The Court of Appeals on April 2 heard oral arguments in a wrongful death case, in which a jury awarded a family $4 million after their 5-year-old son, Connor Freed, drowned in a country club pool in 2006. The trial judge reduced the verdict to $1 million, based on a noneconomic damage cap in general personal injury cases.
The Freeds appealed, contending that the cap violated their equal protection rights, but the Maryland Court of Special Appeals rejected that argument in 2009. Judges cited a nearly 20-year-old high court precedent finding that caps served a legitimate government purpose in making insurance affordable and available and did nothing to restrict access to the courts.
Physicians want to see that precedent stand.

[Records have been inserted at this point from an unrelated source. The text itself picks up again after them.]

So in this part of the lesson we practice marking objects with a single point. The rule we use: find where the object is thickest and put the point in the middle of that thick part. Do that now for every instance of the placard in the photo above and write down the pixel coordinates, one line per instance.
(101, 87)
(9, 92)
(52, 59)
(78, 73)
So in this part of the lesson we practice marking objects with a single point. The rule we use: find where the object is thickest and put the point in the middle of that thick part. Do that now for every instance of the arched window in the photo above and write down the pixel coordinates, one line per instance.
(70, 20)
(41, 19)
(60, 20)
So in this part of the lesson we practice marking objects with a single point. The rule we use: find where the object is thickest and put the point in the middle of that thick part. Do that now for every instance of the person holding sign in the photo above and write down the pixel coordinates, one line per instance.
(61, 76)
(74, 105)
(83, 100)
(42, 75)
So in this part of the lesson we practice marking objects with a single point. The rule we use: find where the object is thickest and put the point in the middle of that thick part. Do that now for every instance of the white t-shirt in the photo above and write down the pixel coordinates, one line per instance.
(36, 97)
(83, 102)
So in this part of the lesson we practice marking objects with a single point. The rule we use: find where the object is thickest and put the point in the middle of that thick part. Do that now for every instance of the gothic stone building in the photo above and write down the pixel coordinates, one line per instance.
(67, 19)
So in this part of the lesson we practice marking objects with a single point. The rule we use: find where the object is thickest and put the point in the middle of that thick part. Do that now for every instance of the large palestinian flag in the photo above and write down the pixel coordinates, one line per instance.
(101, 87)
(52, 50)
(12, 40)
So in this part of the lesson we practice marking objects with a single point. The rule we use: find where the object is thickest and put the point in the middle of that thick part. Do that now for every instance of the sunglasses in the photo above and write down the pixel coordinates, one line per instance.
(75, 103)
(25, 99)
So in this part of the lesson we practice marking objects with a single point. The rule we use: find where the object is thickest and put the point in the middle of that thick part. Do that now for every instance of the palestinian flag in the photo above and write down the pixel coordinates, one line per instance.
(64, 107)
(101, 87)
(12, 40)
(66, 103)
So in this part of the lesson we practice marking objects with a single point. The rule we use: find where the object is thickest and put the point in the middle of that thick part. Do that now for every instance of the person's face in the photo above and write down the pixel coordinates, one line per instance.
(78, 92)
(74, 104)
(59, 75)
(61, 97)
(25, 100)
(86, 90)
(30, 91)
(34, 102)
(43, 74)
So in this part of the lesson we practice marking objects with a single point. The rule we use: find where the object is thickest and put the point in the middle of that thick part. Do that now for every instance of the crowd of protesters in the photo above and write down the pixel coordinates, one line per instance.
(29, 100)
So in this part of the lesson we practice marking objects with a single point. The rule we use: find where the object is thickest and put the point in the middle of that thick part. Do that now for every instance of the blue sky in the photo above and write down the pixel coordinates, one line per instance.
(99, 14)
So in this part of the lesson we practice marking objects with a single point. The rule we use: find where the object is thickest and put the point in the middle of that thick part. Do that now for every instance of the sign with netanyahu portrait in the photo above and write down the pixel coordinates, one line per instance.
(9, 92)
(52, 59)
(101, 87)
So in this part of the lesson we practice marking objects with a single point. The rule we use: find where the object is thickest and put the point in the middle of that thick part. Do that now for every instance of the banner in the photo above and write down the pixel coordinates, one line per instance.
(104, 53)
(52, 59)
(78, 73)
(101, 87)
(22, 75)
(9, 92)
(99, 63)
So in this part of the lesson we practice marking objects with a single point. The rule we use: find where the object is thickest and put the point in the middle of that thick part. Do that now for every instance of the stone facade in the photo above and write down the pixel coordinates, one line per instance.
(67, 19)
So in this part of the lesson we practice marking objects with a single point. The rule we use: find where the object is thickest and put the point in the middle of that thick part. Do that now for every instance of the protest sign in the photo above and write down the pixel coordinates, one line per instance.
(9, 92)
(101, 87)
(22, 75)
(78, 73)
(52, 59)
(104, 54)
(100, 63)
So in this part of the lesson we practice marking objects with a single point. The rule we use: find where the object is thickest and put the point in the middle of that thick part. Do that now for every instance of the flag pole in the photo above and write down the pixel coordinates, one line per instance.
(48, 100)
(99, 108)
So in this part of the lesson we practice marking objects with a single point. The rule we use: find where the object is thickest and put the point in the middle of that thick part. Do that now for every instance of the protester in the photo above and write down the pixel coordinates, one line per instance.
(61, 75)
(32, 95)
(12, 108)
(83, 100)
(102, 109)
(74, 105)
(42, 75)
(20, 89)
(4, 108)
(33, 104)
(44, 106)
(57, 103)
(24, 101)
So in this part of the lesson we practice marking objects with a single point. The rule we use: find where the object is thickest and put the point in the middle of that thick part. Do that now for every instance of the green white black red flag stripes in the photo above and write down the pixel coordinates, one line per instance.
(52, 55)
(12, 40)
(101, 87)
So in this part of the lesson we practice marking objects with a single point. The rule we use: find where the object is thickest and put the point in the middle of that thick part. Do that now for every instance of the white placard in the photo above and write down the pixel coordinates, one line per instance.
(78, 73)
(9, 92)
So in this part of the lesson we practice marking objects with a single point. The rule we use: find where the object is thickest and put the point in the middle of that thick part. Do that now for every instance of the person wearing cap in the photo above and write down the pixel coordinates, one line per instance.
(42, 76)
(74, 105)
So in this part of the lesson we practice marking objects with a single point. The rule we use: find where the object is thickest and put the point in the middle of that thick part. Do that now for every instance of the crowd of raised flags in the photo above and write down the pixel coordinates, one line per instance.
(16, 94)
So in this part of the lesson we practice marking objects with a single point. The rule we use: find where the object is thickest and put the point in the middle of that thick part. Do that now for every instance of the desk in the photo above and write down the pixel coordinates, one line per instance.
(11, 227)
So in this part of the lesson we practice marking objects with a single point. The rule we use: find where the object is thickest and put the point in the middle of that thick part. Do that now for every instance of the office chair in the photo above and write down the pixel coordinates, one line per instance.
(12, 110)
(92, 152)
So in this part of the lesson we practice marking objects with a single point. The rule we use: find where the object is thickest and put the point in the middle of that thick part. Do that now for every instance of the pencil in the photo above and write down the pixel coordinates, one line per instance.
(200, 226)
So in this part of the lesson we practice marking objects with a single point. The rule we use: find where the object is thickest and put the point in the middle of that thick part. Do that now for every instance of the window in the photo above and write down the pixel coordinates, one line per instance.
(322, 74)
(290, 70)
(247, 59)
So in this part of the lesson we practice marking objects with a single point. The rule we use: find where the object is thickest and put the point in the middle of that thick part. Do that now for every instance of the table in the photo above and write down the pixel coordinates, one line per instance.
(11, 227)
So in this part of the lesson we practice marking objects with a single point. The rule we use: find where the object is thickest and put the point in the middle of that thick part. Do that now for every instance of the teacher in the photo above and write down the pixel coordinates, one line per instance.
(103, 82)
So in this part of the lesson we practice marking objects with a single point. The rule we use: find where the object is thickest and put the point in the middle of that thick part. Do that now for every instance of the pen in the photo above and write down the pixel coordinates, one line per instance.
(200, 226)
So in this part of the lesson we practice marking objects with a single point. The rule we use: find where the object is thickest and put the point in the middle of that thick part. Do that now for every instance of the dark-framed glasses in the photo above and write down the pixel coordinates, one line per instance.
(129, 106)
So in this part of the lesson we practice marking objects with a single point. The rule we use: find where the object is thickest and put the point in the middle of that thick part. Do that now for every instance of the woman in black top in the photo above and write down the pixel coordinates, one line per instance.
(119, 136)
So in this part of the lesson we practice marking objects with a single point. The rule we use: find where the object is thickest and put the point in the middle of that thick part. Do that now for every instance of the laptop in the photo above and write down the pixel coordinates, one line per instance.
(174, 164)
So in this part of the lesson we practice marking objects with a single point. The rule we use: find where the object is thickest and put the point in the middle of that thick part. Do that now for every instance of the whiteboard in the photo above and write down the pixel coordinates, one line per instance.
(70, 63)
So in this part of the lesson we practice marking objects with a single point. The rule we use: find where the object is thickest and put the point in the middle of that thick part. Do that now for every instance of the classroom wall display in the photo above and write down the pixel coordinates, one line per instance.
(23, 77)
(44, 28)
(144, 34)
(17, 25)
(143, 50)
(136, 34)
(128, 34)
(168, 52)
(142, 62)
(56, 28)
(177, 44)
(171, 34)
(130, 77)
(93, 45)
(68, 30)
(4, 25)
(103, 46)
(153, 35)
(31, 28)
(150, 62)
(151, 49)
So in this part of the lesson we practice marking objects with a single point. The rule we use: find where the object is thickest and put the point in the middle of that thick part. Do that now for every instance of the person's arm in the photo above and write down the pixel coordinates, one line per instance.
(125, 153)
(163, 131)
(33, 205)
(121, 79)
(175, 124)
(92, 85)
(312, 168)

"The concern is, if [the high court] rules that caps are unconstitutional in this action, the next one down the road could be a medical malpractice case to go after the constitutionality of that cap," said Gene M. Ransom III, CEO of MedChi, the Maryland State Medical Society. The organization filed a friend-of-the-court brief in the case, Freed v. DRD Pool Service Inc., joined by the Litigation Center of the American Medical Association and State Medical Societies and the Medical Mutual Liability Insurance Society of Maryland, the state's largest medical liability insurer.
Overturning caps would disrupt not only decades-old case law, but also years of stability in Maryland's medical liability environment that has helped keep doctors in practice, Ransom said. Since 2004 -- the last time the Legislature revised the state's medical liability cap to $650,000 -- physicians have seen their liability costs moderate and even inch downward in some areas, he said.
Plaintiff lawyers say rather than helping access to care, such award limits punish injured patients.
"By their very nature, caps are arbitrary and unfair to injured parties, because what you have is [lawmakers] dictating what somebody's injury is worth without hearing the facts of the case. The way our system works is a jury hears the facts of the case and decides the damages," said Wayne M. Willoughby, immediate past president of the Maryland Assn. for Justice. The state trade group for trial attorneys also filed a brief in the case.
Judges have the power to reduce unreasonable awards, Willoughby added, "so there are already checks and balances in place."